ガンマカメラの基本原理の理解は、日々の品質管理(QC)やトラブルシューティング、そして画質の最適化に直結します。
ー装置特性の理解が画質を左右するー
- 分解能と感度のバランス
- 例えば、高エネルギーのガリウムシンチグラフィでは、分解能を少し犠牲にしても、感度の高い厚めのシンチレータや高エネルギー用コリメータを選択します。このトレードオフを理解していると、検査目的に応じた最適な画質設定の意図が分かります。
- エネルギーウィンドウ設定
- エネルギー演算の仕組みを理解していれば、散乱線の影響をどう除去するか、なぜウィンドウ設定が画質に重要なのかを、後輩や他職種に論理的に説明できます。

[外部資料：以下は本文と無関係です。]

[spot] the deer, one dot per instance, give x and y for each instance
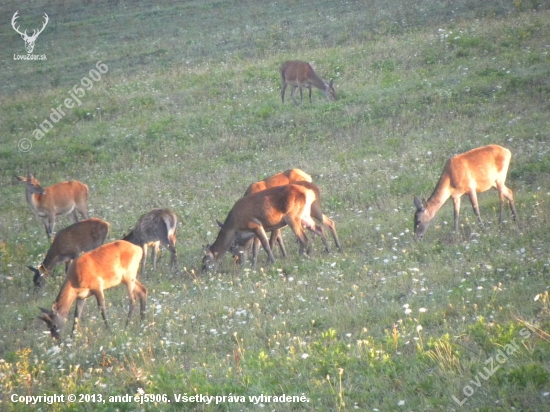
(91, 274)
(65, 198)
(264, 211)
(468, 173)
(244, 241)
(278, 179)
(29, 40)
(152, 229)
(300, 74)
(68, 244)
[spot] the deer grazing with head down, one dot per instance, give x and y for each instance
(60, 199)
(29, 40)
(264, 211)
(468, 173)
(69, 243)
(244, 241)
(278, 179)
(300, 74)
(152, 229)
(92, 273)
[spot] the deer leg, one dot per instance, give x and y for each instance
(48, 223)
(293, 93)
(332, 227)
(456, 204)
(296, 226)
(283, 92)
(505, 193)
(141, 292)
(276, 236)
(256, 243)
(260, 233)
(79, 307)
(475, 206)
(101, 304)
(143, 259)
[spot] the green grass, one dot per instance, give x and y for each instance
(191, 115)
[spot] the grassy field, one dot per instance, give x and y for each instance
(187, 113)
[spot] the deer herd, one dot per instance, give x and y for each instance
(287, 198)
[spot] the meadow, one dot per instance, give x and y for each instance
(186, 113)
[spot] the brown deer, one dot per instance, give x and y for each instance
(264, 211)
(300, 74)
(92, 273)
(468, 173)
(153, 228)
(60, 199)
(278, 179)
(244, 241)
(69, 243)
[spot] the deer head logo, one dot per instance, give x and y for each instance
(29, 40)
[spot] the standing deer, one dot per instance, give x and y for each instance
(244, 242)
(60, 199)
(29, 40)
(69, 243)
(92, 273)
(153, 228)
(264, 211)
(300, 74)
(279, 179)
(468, 173)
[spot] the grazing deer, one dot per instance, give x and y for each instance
(92, 273)
(300, 74)
(468, 173)
(153, 228)
(264, 211)
(29, 40)
(278, 179)
(69, 243)
(60, 199)
(244, 241)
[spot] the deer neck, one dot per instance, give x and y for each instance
(439, 196)
(316, 81)
(222, 242)
(65, 299)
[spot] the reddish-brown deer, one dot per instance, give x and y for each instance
(244, 241)
(60, 199)
(152, 229)
(92, 273)
(264, 211)
(69, 243)
(468, 173)
(242, 247)
(300, 74)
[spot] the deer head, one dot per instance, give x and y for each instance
(29, 40)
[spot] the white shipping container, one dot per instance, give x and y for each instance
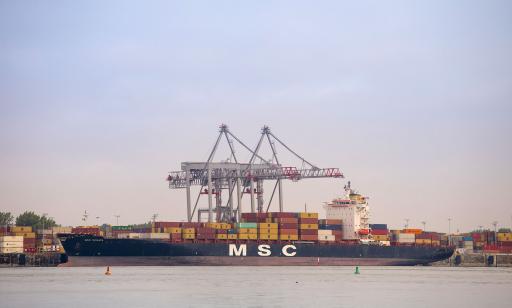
(156, 236)
(62, 229)
(11, 250)
(406, 238)
(11, 238)
(324, 232)
(328, 237)
(11, 244)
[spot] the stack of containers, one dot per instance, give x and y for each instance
(288, 225)
(247, 230)
(329, 230)
(505, 239)
(25, 232)
(308, 226)
(205, 233)
(11, 244)
(379, 232)
(268, 231)
(92, 230)
(116, 230)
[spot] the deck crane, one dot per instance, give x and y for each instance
(240, 177)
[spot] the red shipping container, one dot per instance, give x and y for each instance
(288, 231)
(286, 220)
(308, 232)
(205, 231)
(309, 237)
(308, 221)
(288, 226)
(283, 215)
(167, 224)
(380, 232)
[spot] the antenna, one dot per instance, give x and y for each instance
(84, 217)
(154, 217)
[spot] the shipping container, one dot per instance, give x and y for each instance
(309, 226)
(308, 215)
(27, 235)
(247, 236)
(330, 221)
(247, 225)
(286, 220)
(21, 229)
(326, 237)
(308, 221)
(11, 238)
(268, 231)
(247, 231)
(308, 232)
(172, 230)
(378, 226)
(11, 250)
(289, 237)
(289, 231)
(272, 237)
(188, 231)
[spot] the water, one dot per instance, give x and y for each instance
(256, 287)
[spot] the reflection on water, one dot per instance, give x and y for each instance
(256, 287)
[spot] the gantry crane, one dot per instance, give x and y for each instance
(214, 177)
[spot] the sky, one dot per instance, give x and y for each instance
(412, 100)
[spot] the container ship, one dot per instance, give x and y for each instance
(259, 236)
(265, 239)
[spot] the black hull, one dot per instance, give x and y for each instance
(98, 251)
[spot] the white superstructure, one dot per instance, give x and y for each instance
(353, 210)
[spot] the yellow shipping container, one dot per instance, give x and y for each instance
(267, 225)
(189, 231)
(172, 230)
(289, 237)
(21, 229)
(272, 237)
(504, 237)
(424, 241)
(309, 226)
(247, 231)
(308, 215)
(26, 235)
(247, 236)
(381, 237)
(268, 231)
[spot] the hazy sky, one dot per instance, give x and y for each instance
(411, 100)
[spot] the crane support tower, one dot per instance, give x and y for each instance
(239, 178)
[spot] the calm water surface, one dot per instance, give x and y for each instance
(256, 287)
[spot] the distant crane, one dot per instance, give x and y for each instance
(241, 177)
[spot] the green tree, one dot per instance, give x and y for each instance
(6, 218)
(31, 219)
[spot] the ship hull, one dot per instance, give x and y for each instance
(98, 251)
(237, 261)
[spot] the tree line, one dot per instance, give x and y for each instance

例えば、心筋シンチの画像が不鮮明なとき、単に「患者さんの動きのせい」と片付けるのではなく、「エネルギー設定がズレているのでは?」「検出器の感度補正が不十分かも?」といった、装置側に起因する可能性を疑えるか。その視点を持つことが、放射線技師には求められます。
今日のまとめ
- シンチレータの厚さと性能はトレードオフの関係。厚いほど効率↑・分解能↓、薄いほど効率↓・分解能↑。
- SPECT用NaI(Tl)シンチレータの標準的な厚さは3/8インチ(約1cm)。
- γ線の位置計算には、PMTからの信号を重み付けする抵抗マトリクス方式が用いられる。
- エネルギーの選別は、全PMTの信号を合計したZ信号を波高分析器で分析して行う。
- 光電吸収の効率は、γ線のエネルギーが低いほど高くなる。